Jornalistas do Grupo Globo receberam o maior número de convites para almoços e jantares oficiais organizados pelo Itamaraty no governo Lula (PT). Foram 42 convites destinados a 24 profissionais do conglomerado, mais que o triplo da CNN Brasil, segunda colocada na lista, com 12 convites para 9 jornalistas.
Os dados foram obtidos pelo Poder360 via Lei de Acesso à Informação (LAI) e abrangem 10 eventos realizados entre 2023 e 2024. Ao todo, 157 convites foram enviados nesse período, evidenciando a preferência do governo petista pelo grupo de mídia alinhado aos seus interesses. Como de praxe, a participação dos jornalistas nas cerimônias não é obrigatória após o convite.

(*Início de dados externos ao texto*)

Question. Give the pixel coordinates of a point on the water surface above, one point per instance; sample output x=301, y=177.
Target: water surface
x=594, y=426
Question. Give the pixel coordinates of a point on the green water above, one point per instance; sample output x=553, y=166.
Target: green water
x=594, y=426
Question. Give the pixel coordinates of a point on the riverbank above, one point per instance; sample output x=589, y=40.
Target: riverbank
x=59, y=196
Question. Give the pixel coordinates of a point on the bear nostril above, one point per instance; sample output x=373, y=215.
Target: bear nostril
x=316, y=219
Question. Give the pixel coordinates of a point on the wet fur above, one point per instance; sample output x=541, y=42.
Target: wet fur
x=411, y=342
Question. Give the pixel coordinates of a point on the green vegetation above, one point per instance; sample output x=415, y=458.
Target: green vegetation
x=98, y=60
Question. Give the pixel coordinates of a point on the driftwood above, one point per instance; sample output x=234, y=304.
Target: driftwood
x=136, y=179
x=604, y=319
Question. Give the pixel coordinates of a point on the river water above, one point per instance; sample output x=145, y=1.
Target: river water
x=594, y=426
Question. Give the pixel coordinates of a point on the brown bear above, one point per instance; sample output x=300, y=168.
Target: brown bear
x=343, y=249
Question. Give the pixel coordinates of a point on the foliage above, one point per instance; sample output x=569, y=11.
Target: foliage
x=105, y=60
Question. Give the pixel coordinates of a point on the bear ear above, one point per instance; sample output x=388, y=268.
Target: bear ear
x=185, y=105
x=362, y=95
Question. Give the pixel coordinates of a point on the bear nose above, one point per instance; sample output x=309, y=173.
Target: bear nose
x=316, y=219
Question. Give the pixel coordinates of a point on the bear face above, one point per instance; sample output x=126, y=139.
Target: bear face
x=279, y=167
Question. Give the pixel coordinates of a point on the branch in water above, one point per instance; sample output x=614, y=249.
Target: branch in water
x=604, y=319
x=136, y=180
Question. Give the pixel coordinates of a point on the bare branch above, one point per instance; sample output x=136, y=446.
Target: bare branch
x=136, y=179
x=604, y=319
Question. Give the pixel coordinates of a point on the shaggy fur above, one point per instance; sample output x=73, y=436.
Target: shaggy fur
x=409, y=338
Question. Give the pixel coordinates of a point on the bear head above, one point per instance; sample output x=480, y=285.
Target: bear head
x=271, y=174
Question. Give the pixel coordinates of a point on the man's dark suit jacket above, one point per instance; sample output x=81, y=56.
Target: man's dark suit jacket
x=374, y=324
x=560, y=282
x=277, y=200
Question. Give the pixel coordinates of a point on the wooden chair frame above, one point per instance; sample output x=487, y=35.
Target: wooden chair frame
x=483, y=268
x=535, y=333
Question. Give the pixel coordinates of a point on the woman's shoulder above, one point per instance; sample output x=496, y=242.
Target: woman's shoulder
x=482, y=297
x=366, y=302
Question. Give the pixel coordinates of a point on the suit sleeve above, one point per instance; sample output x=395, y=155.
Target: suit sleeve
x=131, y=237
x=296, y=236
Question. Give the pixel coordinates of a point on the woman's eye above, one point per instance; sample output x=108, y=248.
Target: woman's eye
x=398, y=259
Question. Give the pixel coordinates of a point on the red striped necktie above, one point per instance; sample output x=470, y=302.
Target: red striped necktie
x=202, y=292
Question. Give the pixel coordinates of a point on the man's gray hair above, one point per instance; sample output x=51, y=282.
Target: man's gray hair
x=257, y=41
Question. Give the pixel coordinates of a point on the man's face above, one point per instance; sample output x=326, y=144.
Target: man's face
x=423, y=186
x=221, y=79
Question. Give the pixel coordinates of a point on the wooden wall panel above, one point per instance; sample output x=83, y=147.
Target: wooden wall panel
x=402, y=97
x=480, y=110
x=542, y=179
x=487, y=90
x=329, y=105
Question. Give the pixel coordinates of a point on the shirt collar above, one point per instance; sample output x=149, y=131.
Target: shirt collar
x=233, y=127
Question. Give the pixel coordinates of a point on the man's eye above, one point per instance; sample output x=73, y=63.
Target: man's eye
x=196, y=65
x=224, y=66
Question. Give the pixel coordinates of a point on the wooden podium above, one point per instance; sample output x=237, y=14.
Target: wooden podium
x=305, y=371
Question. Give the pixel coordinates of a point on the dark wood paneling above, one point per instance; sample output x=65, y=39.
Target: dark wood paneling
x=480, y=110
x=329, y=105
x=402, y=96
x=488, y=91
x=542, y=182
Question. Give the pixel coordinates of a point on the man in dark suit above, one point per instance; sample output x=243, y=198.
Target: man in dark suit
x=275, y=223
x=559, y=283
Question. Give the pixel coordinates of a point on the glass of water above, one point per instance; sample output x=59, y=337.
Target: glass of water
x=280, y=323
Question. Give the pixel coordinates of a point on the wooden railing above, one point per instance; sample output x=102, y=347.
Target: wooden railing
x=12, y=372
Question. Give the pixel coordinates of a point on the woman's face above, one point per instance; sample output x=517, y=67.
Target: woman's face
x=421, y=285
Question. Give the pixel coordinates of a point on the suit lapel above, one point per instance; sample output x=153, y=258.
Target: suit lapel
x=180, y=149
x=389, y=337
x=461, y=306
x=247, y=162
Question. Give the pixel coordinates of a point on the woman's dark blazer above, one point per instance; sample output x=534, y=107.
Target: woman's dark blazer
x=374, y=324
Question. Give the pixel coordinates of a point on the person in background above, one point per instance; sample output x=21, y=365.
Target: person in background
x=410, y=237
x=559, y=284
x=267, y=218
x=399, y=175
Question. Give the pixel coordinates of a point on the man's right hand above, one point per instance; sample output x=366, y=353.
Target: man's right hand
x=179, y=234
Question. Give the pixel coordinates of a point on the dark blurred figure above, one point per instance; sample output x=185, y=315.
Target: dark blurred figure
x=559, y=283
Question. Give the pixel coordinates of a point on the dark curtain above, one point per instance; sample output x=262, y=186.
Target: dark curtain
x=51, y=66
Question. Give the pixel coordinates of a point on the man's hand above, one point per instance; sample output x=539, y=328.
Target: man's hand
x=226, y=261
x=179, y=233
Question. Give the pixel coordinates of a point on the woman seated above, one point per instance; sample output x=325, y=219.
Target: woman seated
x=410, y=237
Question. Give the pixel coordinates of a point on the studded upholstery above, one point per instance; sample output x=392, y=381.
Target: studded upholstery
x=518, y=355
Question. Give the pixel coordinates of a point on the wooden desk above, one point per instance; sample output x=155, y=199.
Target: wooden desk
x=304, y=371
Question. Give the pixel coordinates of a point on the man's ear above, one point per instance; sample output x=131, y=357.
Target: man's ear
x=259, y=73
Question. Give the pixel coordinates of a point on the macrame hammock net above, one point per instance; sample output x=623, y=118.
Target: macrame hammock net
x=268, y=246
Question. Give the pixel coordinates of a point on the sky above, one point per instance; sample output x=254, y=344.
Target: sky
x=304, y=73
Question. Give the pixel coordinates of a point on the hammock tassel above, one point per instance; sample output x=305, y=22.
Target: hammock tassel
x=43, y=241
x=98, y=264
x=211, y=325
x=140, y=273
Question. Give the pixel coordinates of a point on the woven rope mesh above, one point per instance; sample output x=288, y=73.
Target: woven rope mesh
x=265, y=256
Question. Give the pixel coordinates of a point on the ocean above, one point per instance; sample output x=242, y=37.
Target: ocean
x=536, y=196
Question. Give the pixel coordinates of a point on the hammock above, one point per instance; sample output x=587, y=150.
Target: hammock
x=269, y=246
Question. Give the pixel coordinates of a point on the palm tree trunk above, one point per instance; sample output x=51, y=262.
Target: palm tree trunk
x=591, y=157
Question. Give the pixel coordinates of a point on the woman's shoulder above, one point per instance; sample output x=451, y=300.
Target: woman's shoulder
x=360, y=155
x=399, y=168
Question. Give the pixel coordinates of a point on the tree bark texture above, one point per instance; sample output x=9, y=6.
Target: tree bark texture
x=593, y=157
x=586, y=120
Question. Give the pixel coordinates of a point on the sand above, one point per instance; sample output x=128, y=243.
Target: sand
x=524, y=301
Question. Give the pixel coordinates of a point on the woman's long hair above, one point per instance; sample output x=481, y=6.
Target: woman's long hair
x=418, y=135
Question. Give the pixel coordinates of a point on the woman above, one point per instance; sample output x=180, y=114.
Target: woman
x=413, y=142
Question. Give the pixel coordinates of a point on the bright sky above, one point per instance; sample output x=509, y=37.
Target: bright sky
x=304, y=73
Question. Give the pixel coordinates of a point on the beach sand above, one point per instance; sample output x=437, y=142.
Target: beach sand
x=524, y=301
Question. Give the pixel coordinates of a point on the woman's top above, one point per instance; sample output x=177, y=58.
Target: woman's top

As recepções contaram com a presença de chefes de Estado e líderes de governos estrangeiros. A lista de eventos com a participação dos jornalistas convidados inclui:
• 1°.jan.2023 – Recepção após a posse de Lula;
• jan.2023 – Jantar com Olaf Scholz, chanceler da Alemanha (centro-esquerda);
• mai.2023 – Almoço de celebração da Semana da África;
• mar.2024 – Almoço com Pedro Sánchez, primeiro-ministro da Espanha (esquerda);
• mar.2024 – Almoço com Emmanuel Macron, presidente da França (centro);
• mai.2024 – Almoço com Patrice Talon, presidente do Benin (independente);
• mai.2024 – Jantar em comemoração aos 200 anos das relações diplomáticas Brasil-EUA;
• jul.2024 – Almoço com Sergio Mattarella, presidente da Itália (centro-esquerda);
• dez.2024 – Almoço com Robert Fico, primeiro-ministro da Eslováquia (esquerda).
O Itamaraty informou que os convites são direcionados a jornalistas que cobrem temas de diplomacia internacional. No entanto, em eventos com a presença do presidente Lula, a escolha dos profissionais fica sob controle direto da Secom (Secretaria de Comunicação Social da Presidência da República), em parceria com a assessoria de imprensa do Itamaraty. Já em encontros de nível ministerial, a definição cabe ao próprio Ministério das Relações Exteriores.
A relação próxima do governo Lula com o Grupo Globo, escancarada nos dados, confirma o favoritismo que o Planalto dá à emissora, ignorando o princípio de isonomia no acesso à cobertura jornalística de eventos diplomáticos.